Thursday, April 2, 2009

Generate keyword phrases using the phrase combiner

I’ve developed a keyword-manipulation tool, the AdTool, which makes it easy to generate thousands of “sneaky” keyword variations from a single keyword. You can add U.S. cities and states before and after all your keywords, you can substitute synonyms with the click of a button, you can add hundreds of misspellings, convert singular to plural and vice versa, add .com to the end of your keyword, and add quotes and brackets automatically (if you’re as bad a typist as I am, this one feature will save you hours). Let’s say you’ve brainstormed 1000 keywords that all contain the word mortgage. Now you discover that 5% of searchers spell mortgage without a “t” as morgage. The AdTool will let you replace mortgage with morgage in all 1000 keywords and add those new 1000 keywords to your campaigns. 
   
You can also use it to generate hundreds of keyword phrases using the phrase combiner. For example, someone who sells collegiate team clothing might sell 20 different items (hats, jerseys, sweatshirts, and so on) related to 12 different sports (baseball, basketball, lacrosse, and so on) for 150 colleges and universities (Duke, UNC, Princeton, and so on) 20 × 12 × 150 = 36,000 keywords. I’ve included four colleges, five sports, and five items. The AdTool instantly generated 209 variations, including two-word phrases like Duke hat and Princeton sweatshirt.

The big reason to separate similar keywords into ad groups to show an ad that scratches the itch is supported by other reasons: 

- Google bolds keywords in the search results: Type any word or phrase into Google and look at the results page. Every keyword you typed (except for a, an, the, for, and suchlike) appears in bold in every listing, whether sponsored or organic. Bold text catches the searcher’s eye. 
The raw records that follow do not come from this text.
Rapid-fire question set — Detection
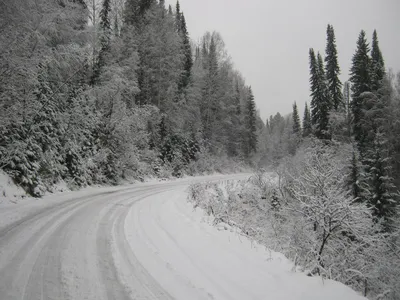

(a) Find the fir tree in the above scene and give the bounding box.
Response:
[303,102,312,137]
[325,25,343,110]
[178,13,193,91]
[246,87,257,154]
[92,0,112,85]
[292,102,301,136]
[371,30,386,91]
[350,30,371,156]
[202,37,220,140]
[343,81,352,137]
[175,0,182,32]
[310,49,331,139]
[366,131,399,223]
- Talk to your prospects in their language: If your prospect is searching for foods that prevent gout and you put that exact phrase in the headline, you’ve scored an empathy point. The way they search is the way they talk to themselves. Tap into their lingo and you demonstrate understanding. 
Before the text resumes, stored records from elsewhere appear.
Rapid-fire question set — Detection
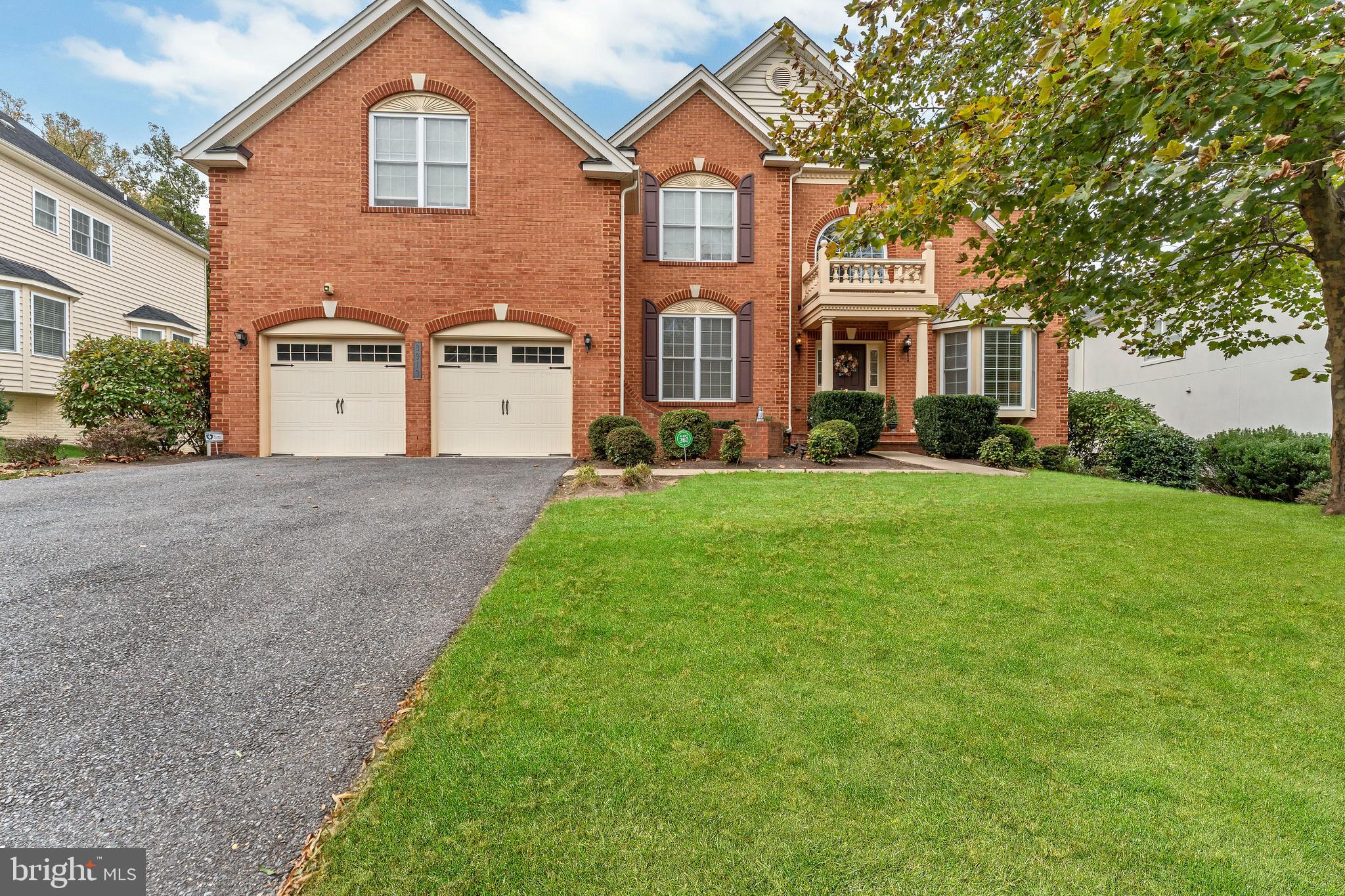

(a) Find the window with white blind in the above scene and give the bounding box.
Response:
[0,289,19,352]
[32,190,59,234]
[32,293,70,357]
[659,190,737,262]
[659,314,737,402]
[939,330,971,395]
[368,113,471,208]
- Improve your ads by split testing: If you don’t segment your market, you’re missing key split test data. Maybe you have two ads running neck and neck, with a CTR of 1.4. In actuality, Ad #1 has a CTR of 3.6 with people who typed tiger woods putter and only 0.03 with people who typed golf shoes. 
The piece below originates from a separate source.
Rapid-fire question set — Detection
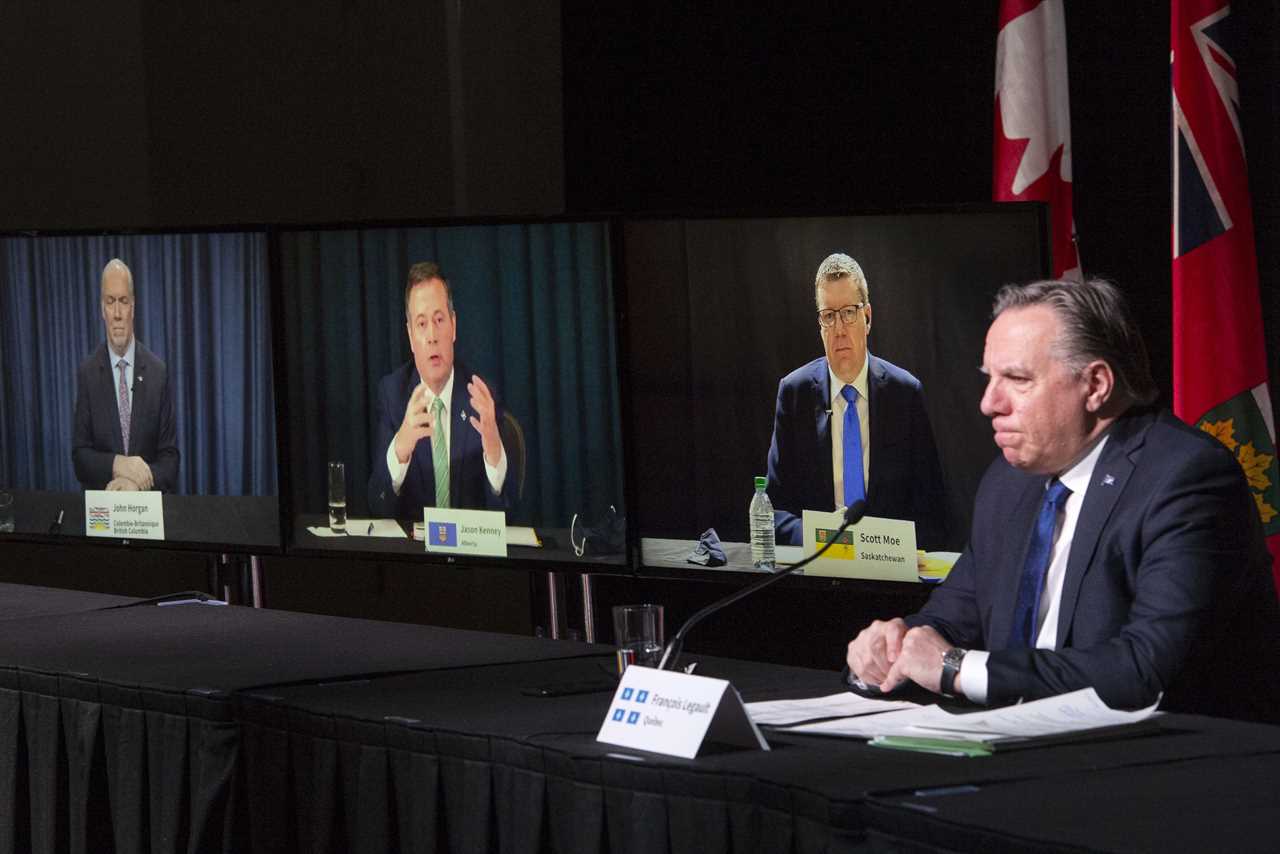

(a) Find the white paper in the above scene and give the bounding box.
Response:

- Show visitors the right landing page: The golfer searching for lefthanded titanium drivers doesn’t want to land on your home page and have to play hide-and-seek with your site navigation. Google has made us impatient and lazy your visitors will go back to Google before trying to make their way through a confusing site. With a tight ad group, you can send all the traffic to a perfectly matched landing page either for a selection of left-handed titanium drivers, or the best-selling men’s and women’s drivers, or an article on how to choose a left-handed titanium driver. The easier you make it for your visitors, the more likely they are to follow your lead. 

- Easy campaign management: Managing different ad groups is easier than handling one larger group. If your AdWords campaign consists of 1000 keywords, all in one ad group, you’ll have a miserable time trying to manage that campaign. You’ll have trouble comparing keyword performance because you’ll have too much data to look at. You may end up spending time inputting keywords you already have but can’t find.